In a simulation of the equivalent circuit, the initial values of the components in the equivalent circuit can be obtained by the following equations [46]:

$$L={\mu }_0{\displaystyle \frac{P}{2\pi }}ln\left[{\displaystyle \frac{1}{\sin \left(\frac{\pi b}{2P}\right)}}\right]$$

(12)

$$C={\epsilon }_0{\epsilon }_{eff}{\displaystyle \frac{2P}{\pi }}ln\left[{\displaystyle \frac{1}{\sin \left(\frac{\pi g}{2P}\right)}}\right]$$

(13)

where ε₀ is the permittivity of the free space, ε_eff is the effective permittivity of the medium, μ₀ is the permeability of the free space, P is the period length of the structure, g is the width of the gap, and b is the width of the resonant structure.

The initial parameters for the simulation were configured within the equivalent circuit, and then, the parameters in the equivalent circuit were numerically optimized. The final fitted values for each component within the equivalent circuit are determined as follows: Z_h = 246.00 Ω, C₁ = C₃ = 2.46 fF, C₂ = C₄ = 0.33 fF, L₁ = L₃ = 13.30 pH, and L₂ = L₄ = 6.82 pH. The outcomes of the proposed band-pass filter configuration are presented in Figure 13, illustrating the simulation results generated by the ADS software. A comparative analysis between the equivalent circuit simulation and CST software simulation outcomes is depicted in the same figure. It is obvious that the equivalent circuit structure provides a precise match with the transmission response of the proposed band-pass filter. Thus, the transmission characteristics of the band-pass filter can be effectively replicated through the equivalent circuit model illustrated in Figure 12. Due to the structure’s symmetry when rotated by 90 degrees, a polarization-independent response is expected. Our simulations confirm this behavior.

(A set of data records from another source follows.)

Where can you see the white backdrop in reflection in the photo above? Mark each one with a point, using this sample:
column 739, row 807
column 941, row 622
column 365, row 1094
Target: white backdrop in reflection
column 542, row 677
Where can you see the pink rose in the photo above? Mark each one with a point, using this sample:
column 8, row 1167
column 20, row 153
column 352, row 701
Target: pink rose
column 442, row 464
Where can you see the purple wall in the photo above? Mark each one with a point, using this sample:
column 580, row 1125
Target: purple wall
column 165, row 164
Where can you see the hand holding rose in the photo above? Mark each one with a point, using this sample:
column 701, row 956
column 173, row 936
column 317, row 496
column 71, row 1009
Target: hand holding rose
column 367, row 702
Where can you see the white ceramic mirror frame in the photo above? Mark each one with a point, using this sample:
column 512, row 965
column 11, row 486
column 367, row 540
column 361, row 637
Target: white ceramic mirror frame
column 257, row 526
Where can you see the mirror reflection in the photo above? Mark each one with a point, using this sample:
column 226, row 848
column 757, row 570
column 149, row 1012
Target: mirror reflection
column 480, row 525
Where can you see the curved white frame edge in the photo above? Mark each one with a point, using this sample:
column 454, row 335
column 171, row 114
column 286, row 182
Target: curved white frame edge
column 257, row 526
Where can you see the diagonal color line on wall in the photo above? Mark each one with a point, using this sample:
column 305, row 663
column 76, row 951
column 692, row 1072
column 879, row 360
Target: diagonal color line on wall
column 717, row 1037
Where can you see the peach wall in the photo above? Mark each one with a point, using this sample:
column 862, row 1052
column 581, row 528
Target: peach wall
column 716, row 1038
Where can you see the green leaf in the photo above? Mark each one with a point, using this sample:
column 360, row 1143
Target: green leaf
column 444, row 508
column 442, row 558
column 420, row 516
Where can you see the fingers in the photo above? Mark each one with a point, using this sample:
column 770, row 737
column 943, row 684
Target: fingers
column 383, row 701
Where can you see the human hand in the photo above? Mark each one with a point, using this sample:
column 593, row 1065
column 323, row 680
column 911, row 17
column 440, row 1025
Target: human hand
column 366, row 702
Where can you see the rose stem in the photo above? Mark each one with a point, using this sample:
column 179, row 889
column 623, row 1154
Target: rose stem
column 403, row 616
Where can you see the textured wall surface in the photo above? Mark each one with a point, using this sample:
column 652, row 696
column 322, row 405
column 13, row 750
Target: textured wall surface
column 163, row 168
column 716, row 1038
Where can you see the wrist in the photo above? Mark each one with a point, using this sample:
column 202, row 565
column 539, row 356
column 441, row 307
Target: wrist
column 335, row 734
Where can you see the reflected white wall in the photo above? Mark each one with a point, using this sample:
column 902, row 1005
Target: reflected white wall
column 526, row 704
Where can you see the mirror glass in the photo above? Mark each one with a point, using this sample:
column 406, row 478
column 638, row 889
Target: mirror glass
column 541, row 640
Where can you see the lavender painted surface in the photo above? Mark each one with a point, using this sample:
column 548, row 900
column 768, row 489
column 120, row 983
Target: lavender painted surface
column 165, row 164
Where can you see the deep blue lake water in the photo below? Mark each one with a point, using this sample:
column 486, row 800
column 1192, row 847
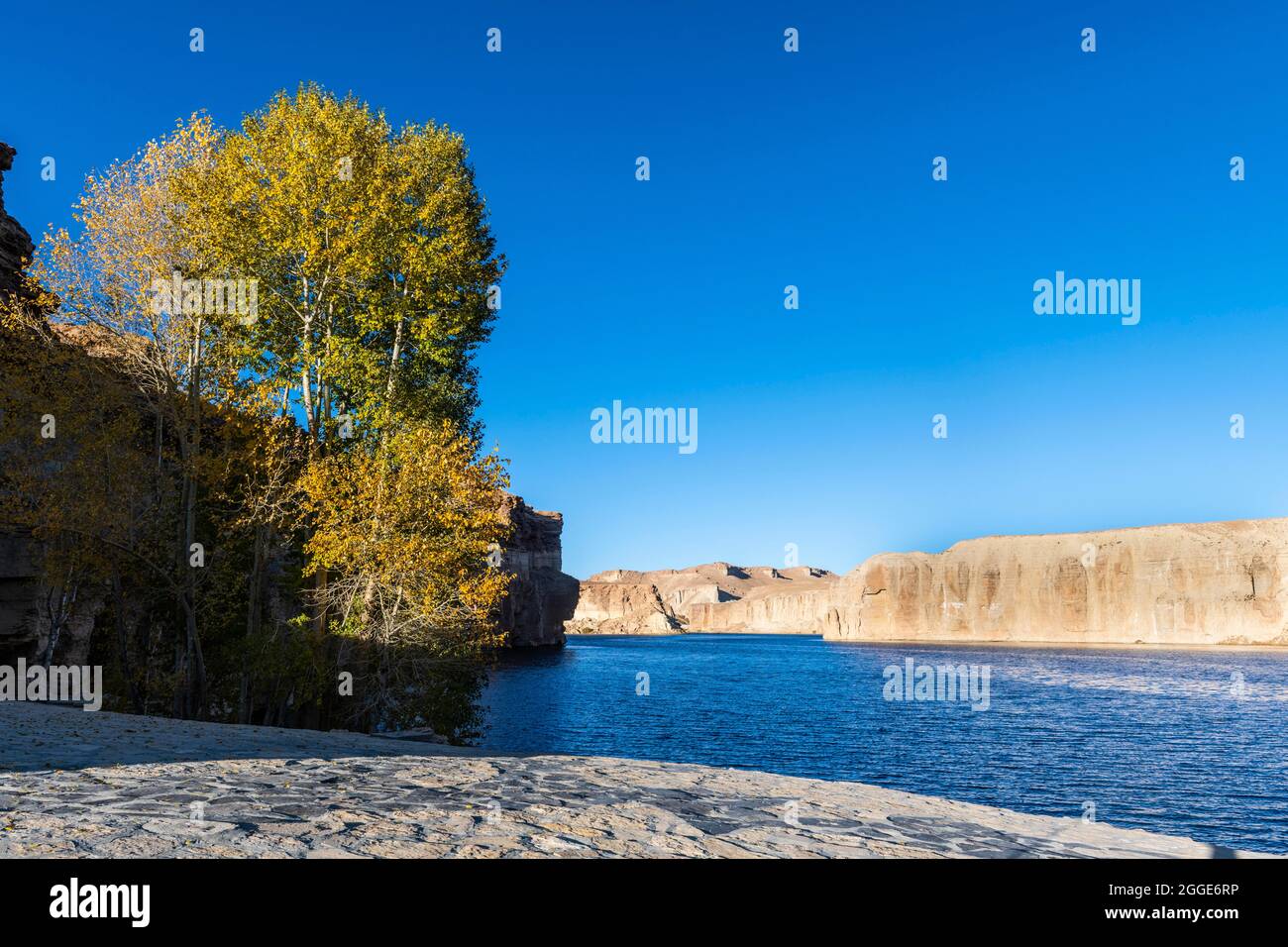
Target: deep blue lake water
column 1155, row 740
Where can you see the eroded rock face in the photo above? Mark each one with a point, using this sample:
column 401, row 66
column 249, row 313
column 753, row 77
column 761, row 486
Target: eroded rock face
column 541, row 595
column 16, row 245
column 713, row 596
column 1184, row 583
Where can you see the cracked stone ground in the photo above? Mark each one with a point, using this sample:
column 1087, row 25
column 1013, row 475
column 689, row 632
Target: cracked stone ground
column 102, row 785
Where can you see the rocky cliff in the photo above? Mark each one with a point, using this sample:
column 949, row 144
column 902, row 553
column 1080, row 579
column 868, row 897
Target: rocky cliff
column 16, row 247
column 20, row 585
column 1188, row 583
column 713, row 596
column 541, row 596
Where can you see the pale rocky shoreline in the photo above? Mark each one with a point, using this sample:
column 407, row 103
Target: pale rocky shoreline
column 110, row 785
column 1177, row 585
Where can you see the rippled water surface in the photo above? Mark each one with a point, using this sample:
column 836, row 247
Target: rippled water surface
column 1154, row 740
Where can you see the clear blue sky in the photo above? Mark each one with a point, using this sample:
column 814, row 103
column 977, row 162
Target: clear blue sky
column 811, row 169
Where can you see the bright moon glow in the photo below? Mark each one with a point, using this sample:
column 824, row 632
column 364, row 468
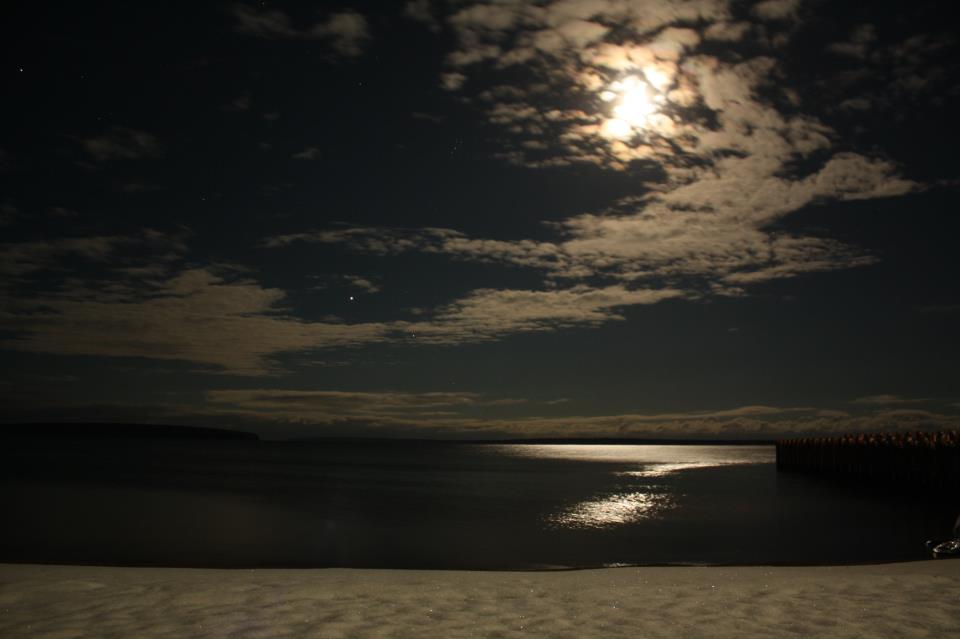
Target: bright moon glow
column 633, row 105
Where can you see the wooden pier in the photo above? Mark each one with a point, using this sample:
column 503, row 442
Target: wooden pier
column 927, row 459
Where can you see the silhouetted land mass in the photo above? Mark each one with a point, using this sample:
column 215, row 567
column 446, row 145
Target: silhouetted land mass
column 114, row 431
column 541, row 440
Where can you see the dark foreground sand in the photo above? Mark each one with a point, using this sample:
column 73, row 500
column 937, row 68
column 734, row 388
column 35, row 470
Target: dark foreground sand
column 920, row 599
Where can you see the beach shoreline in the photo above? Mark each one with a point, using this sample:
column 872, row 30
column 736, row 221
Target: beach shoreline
column 874, row 600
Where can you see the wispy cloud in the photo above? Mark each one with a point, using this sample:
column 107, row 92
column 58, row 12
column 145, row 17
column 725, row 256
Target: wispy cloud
column 716, row 165
column 470, row 414
column 886, row 400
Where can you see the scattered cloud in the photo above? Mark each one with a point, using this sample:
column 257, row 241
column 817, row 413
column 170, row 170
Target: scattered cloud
column 359, row 282
column 469, row 415
column 421, row 11
column 146, row 301
column 716, row 162
column 885, row 400
column 776, row 9
column 347, row 32
column 859, row 45
column 122, row 143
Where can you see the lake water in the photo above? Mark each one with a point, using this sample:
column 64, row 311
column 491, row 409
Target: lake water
column 486, row 506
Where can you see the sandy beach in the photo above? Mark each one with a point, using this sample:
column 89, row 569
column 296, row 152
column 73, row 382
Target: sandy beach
column 918, row 599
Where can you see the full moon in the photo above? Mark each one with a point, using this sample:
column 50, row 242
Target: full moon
column 633, row 105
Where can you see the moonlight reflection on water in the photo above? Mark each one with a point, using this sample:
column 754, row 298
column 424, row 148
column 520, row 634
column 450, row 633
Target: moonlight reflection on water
column 617, row 509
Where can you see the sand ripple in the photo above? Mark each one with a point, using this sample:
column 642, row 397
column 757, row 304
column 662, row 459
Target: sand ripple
column 919, row 599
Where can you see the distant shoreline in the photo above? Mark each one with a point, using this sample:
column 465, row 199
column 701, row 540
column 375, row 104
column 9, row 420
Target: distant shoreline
column 135, row 431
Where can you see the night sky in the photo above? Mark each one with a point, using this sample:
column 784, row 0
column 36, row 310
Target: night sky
column 644, row 218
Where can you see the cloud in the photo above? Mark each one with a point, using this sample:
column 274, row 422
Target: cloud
column 348, row 281
column 465, row 414
column 122, row 143
column 776, row 9
column 347, row 32
column 885, row 400
column 140, row 298
column 859, row 44
column 421, row 11
column 717, row 165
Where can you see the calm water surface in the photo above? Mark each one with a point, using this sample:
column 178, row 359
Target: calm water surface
column 443, row 506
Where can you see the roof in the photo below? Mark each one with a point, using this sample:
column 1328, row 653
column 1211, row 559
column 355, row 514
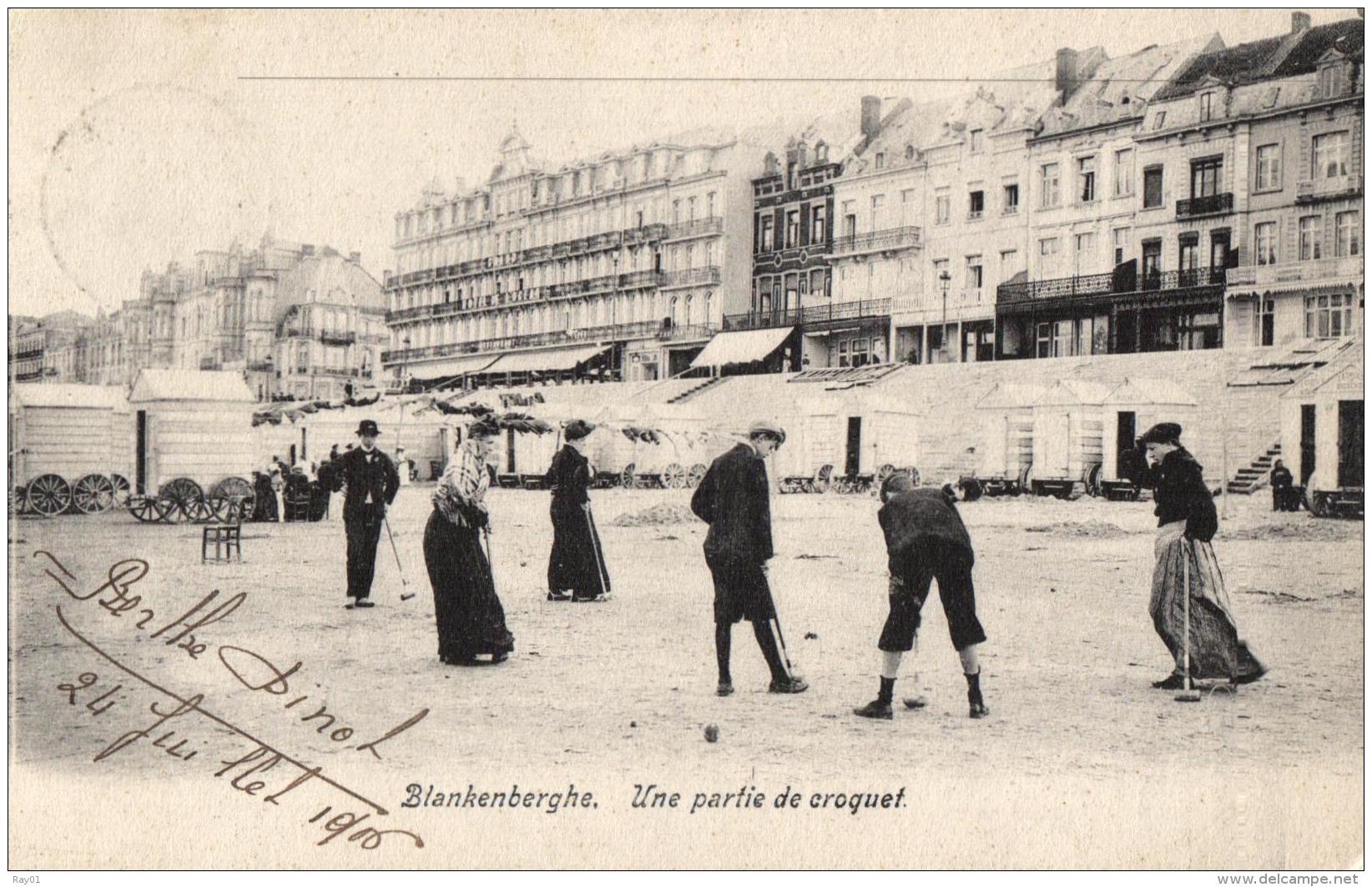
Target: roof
column 219, row 386
column 70, row 395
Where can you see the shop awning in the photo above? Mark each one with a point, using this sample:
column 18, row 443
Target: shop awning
column 743, row 345
column 547, row 360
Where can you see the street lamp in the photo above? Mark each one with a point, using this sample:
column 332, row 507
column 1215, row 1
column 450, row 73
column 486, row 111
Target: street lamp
column 943, row 283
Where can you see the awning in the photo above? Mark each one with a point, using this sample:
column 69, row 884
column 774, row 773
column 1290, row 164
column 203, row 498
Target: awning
column 741, row 347
column 545, row 360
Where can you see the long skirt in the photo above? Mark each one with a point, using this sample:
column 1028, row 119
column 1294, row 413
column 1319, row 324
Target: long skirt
column 577, row 562
column 1216, row 648
column 471, row 620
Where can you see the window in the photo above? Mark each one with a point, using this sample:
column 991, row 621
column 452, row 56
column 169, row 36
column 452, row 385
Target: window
column 1121, row 244
column 1050, row 185
column 1152, row 187
column 1124, row 173
column 1206, row 106
column 1011, row 199
column 1331, row 155
column 1265, row 243
column 1087, row 180
column 976, row 203
column 1312, row 232
column 1269, row 168
column 1329, row 315
column 1346, row 234
column 1205, row 177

3.3. The Impact of Parameters

In order to illustrate more clearly the effect of errors in the fabrication process and their uncertainties on the device, we use substrate thickness as an example. The substrate thickness T0 varies from 15 μm to 20 μm in 1 μm steps. Figure 14 illustrates the effect of this error on the transmission spectrum of the device. As can be seen in Figure 14a, the device shows significant transmission attenuation in the range of 2.57–2.62 THz, and the transmission spectra are all below 0.05. Therefore, even with some degree of error in substrate thickness, the device can still be used effectively as a terahertz sensing element. The error in substrate thickness has little effect on the performance of the sensing element but has a small effect on the resonant frequency. Figure 14b shows the effect of substrate thickness error on the band-pass filter. From the figure, it can be concluded that small uncertainties in the manufacturing process have almost no effect on the band-pass filter we designed.

4. Conclusions

We proposed a versatile, reconfigurable terahertz device based on a DSM and VO₂. The device consists of a three-layer structure, wherein the top and bottom layers are made up of the same structure. The numerical simulation results show that the device is a high-sensitivity sensing element with a refractive index sensitivity of 374.40 GHz/RIU when VO₂ is in the insulating state, and it is a band-pass filter with a center frequency of 2.01 THz and a 3 dB fractional bandwidth of 0.91 THz when VO₂ is in the metallic state. The operating mechanism of the device was also analyzed through electromagnetic field analysis and equivalent circuit models. In addition, the device has excellent polarization-insensitive characteristics due to its symmetrical structure. This study not only expands the application of DSMs in filter design, but also integrates sensing element and filter functionalities, thus enriching the design of multifunctional terahertz devices. The research outcomes are promising for future applications in THz communication and imaging.